Who this may affect
This mainly matters for adults who have very large difficulties moving around or using public transport because of a disability that is expected to last at least 9 years. Försäkringskassan also requires the person to fit one of its contribution groups, such as needing a car for work, work-oriented rehabilitation, studies, driving the car personally before age 50, or driving with a child under 18 who lives with the person.
There is a separate child route for parents of a child with a disability. The child route has its own household and driver conditions, but the same practical warning shows up there too: the decision should come before a vehicle is bought.
What the support can cover
Bilstöd can include support connected to buying a car, motorcycle, or moped, and it can also include adaptation support when the vehicle needs changes to be usable. Försäkringskassan's adult page lists three purchase-related parts: grundbidrag, anskaffningsbidrag, and tilläggsbidrag. The exact result depends on income, vehicle needs, and adaptation needs.

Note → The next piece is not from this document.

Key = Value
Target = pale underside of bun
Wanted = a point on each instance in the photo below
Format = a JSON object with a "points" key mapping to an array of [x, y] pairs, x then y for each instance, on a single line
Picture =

The support is not meant to cover everyday ownership costs such as insurance, service, or fuel. That distinction matters because a person can qualify for vehicle support and still have the ordinary running costs left in the household budget.
The decision-first rule
The cleanest trap is also the easiest to miss. Försäkringskassan says an adult cannot get purchase support for a car that the person, or someone in the family, already owns or has previously owned. The page tells applicants to wait for the decision before buying the car or signing an agreement to buy it.
For someone who has found the right car after a long search, that can feel awkward. It is still the part of the process worth slowing down. A signed purchase agreement can turn what looked like support into a private car bill.
What to gather before applying
- Medical statement: a doctor's statement describing the mobility or public-transport difficulties and how long, and how extensively, they are expected to remain.
- Driving and use details: who will drive, whether the car is needed for work, rehabilitation, studies, or family travel, and whether the applicant fits a contribution group.
- Vehicle needs: whether the issue is buying a vehicle, adapting one, needing a larger vehicle, or needing specific built-in equipment.
- Income and household details: useful for parts of the support where income or partner income can affect the calculation.
- Existing vehicle facts: whether the applicant or family already owns a car, and whether an existing vehicle is being adapted rather than bought with support.
Timing and payment
This is not a same-week benefit. Försäkringskassan's current handling-time page says bilstöd takes about 4 months when the application is for buying a car, about 6 months for adaptation, and about 10 months when the application covers both purchase and adaptation.
That long queue changes the practical plan. The application file should be built before the household depends on a quick purchase. Missing medical or vehicle details can stretch the waiting period further, and the support is visible in Mina sidor only close to payment after a decision.
The 9-year and 14-day traps
Försäkringskassan says bilstöd can usually be paid again every 9 years. Earlier support can be possible in limited situations, such as very high mileage, medical reasons, or traffic-safety reasons, but a car being in poor condition is not enough on its own.
The other clock starts after support has been granted. If the car is sold, exchanged, or otherwise disposed of before 9 years have passed, Försäkringskassan says the change should be reported within 14 days. The authority then checks whether some support has to be repaid.
Common mistakes
- Signing too early. The decision-first rule is central when the support is for buying a vehicle.
- Making the doctor's statement too thin. The statement should cover the movement or public-transport difficulty, expected duration, and, when relevant, medical fitness to drive.
- Confusing purchase support with adaptation support. Adapting a car already owned can still be a separate route, but purchase support has stricter ownership timing.
- Budgeting as if running costs are included. Fuel, service, and insurance stay outside the support.
- Forgetting the reporting duty after a sale or exchange. The 14-day rule matters because early disposal can create repayment risk.
Bottom line
Bilstöd is a paperwork-first support. The useful move is to assemble the medical statement, use case, contribution-group facts, vehicle needs, and ownership details before any purchase contract appears.
After a decision, keep the date. The 9-year rhythm and the 14-day reporting rule are easy to forget once the car problem feels solved.
Source frame: current rule status, responsible agency, adult eligibility basics, contribution groups, purchase-support parts, decision-before-purchase rule, 9-year rhythm, 14-day reporting rule, and 15 May 2026 source update date from Försäkringskassan's bilstöd page for adults; child-route context, parent/child conditions, decision-before-purchase warning, repair-support route, 9-year and 14-day child-route wording, and 15 May 2026 source update date from Försäkringskassan's bilstöd page for children; and current handling-time and payment-visibility details from Försäkringskassan's payment and handling-time page, retrieved 16 May 2026. Accessed 16 May 2026. This is educational benefits context, not personalized legal, tax, benefits, medical, pension, or financial advice.